Slow Living in a Fast City: How to Reclaim Your Everyday Life
- Sumana Mukherjee
- Sep 3
- 2 min read

The pace of today’s cities often leaves little room to pause. Mornings blend into deadlines, evenings collapse into screens, and weekends vanish before they even arrive.
Slow living is not about moving away from ambition or productivity. It is about reclaiming control over time, attention, and energy.
Slow living in a fast city begins with small but radical choices.
A phone-free breakfast becomes a ritual of clarity. Walking to work instead of scrolling during a cab ride opens the senses to the city’s rhythm. Cooking a simple meal turns from a chore into a grounding practice. None of these acts demand more hours. They demand more presence.
The power of slow living is not in escaping speed but in choosing where to place weight. One deep conversation instead of ten shallow chats. One carefully chosen garment instead of a monthly pile of clothes. One book fully read instead of five half-finished ones.

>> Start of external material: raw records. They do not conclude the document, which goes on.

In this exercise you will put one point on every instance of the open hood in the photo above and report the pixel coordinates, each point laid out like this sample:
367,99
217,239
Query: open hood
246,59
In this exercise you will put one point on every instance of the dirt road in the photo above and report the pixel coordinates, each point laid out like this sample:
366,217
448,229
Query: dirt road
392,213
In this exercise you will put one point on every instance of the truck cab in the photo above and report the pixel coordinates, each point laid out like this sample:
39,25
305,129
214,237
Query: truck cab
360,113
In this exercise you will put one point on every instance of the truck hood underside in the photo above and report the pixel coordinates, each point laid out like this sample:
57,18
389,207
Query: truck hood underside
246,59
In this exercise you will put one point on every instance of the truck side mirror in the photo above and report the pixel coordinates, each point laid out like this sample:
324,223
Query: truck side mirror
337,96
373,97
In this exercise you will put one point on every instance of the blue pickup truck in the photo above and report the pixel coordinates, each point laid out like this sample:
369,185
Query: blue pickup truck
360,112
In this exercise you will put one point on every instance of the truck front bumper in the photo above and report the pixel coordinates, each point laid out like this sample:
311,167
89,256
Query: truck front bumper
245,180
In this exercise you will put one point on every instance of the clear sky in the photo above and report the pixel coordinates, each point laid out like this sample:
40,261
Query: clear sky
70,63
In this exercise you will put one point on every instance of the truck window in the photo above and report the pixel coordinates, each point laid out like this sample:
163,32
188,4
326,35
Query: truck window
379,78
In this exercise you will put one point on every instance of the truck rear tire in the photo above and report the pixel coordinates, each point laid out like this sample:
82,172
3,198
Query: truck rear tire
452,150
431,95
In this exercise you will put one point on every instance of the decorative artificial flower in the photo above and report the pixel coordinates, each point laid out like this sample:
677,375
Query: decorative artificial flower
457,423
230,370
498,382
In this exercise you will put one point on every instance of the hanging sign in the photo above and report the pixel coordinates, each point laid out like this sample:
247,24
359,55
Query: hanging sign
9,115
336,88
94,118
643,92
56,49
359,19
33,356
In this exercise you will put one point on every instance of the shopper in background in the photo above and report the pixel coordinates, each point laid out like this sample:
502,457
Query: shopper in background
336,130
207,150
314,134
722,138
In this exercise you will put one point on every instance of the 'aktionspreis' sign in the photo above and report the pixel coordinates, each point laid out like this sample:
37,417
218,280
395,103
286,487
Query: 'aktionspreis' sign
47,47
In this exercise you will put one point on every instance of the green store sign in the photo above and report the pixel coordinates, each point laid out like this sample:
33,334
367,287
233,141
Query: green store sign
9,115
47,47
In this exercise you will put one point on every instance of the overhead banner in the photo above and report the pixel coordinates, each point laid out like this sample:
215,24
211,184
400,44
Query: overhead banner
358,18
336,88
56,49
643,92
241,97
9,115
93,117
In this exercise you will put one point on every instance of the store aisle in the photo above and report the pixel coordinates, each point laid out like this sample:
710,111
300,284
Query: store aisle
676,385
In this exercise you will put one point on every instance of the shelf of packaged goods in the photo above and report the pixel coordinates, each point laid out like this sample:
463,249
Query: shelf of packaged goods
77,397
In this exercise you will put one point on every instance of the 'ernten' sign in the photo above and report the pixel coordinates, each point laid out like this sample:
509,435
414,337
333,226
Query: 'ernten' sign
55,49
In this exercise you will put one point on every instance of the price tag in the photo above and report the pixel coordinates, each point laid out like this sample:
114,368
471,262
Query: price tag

In a city that rewards multitasking, slow living offers depth.
Slow living also transforms relationships. When time is not always fragmented, bonds deepen. A friend is not just a name on a screen but a presence across the table. A partner is not just company but co-creator of everyday rhythms. Family becomes more than obligations; it becomes continuity.
The city will not slow down for you. The deadlines will not soften. The noise will not vanish. But the way you meet all of it can change. You can walk instead of rush. You can breathe instead of scroll. You can choose one thing and do it with your full self.
Slow living in a fast city is not about leaving behind modern life. It is about weaving mindfulness into its very fabric. It is about creating a rhythm that belongs to you, even as the world moves on its own beat.